Wednesday, September 04, 2002

I probably will start a private journal that details the teaching experience of this semester, because my guess is that it is best to not have enrolled students stumble here and maybe be offended if I have not been careful enough. The responsibility is enormous! But on occasion I might post something here. So here goes.

The first night went OK, I guess. I was not nervous once I got started - I had 31 students in class (at the moment there are 39 in the online one, but I expect some to drop). I think I am a weird combination of organized and scattered in the classroom. It was interesting to be a part of the "real" world again; to remember that it is hard to accomplish as much in a block of time as in the same time at home; even getting lunch takes forever.

As an evening class, there is some diversity, although I think less than the usual online mix (although there it is hard to determine, and that is one nice aspect of the online environment). There are 2 or 3 graduate students in the class, and one or two undergraduates who are my age or older. Quite a few have attended a community college before transferring to the university. I learned a few things already - all have to do with participation - students do not speak up at all and so this is probably why some professors just randomly call on students. I always thought it was because hardly anyone did the reading, but it may be that people are just reluctant to volunteer, not glib, and inhibited, since the things I asked last night had nothing to do with knowing anything about the course (like, who is planning to be a teacher? A bunch of blank stares in response).

I am used to self-disciplined students in the online world, and this adjustment will take some doing on my part. I learned that some are disrespectful of each other - at the end of class, I had them go around the class and say their name, their major, why they took the class, and if they had a mentor or role model from school or college - and although the students sat attentively through everything I said, during the course of this go around ten students got up (mostly young men, and a couple of young women, but then the females outnumber the males in class by quite a lot), before it was their turn, and left. That's 1/3 of class! It is not like it was even close to being near the end of class. As a result, I took attendance at the end. I dislike being so heavy handed and juvenile, and I know it is a turn off for the majority of serious folks in the class. So, today, I sent an email message to all, summarizing what happened last night, and letting them know that I expect them to be courteous and respectful to their peers. I would so much rather be a facilitator in a group of learners, than a nasty school marm with a ruler. But I will muddle through I suppose.

Not a lot of activity in the online section yet. I will have to start prodding there, soon.

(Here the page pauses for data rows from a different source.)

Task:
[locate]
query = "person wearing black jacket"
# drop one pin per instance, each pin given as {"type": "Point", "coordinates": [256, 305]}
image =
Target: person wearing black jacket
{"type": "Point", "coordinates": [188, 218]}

I can de-register students who do not "appear" by next week, and for the first time, I think I am going to pursue that option, as it will be especially hard for me to manage such a large group this semester, and that will be worsened if some fall behind.
Tuesday Too # 28

1.) What, is it Tuesday again?

My thoughts exactly...except that I am doing this on Wednesday!

2.) Now here's a real question for you. What is the most important/significant thing that you have on your plate today? And no I don't mean spinach or potatoes; I mean nuts and bolts.

Answering for yesterday - the first class of the semester! One down, fourteen more to go. Going from virtual to virtual plus reality - well, there's a lot to digest.

3.) Ask me anything you'd like to know, and I just might tell you, or I might not.

Any updates on the time table for posting more of your thesis? (Can you tell I'm in academic mode?)

4.) Is the Tuesday Too person losing her mind?

Oh, I seriously doubt it.

5.) Is this the end of the Tuesday Too?

We must be on the same wave length or something...since I will be on campus on Tuesdays, and also have taken quite a lot on my plate this semester - 70 students between the two classes, and some administrative duties - well, I have my doubts that I will be able to get to the TT before Wednesdays, and maybe not then. We'll see.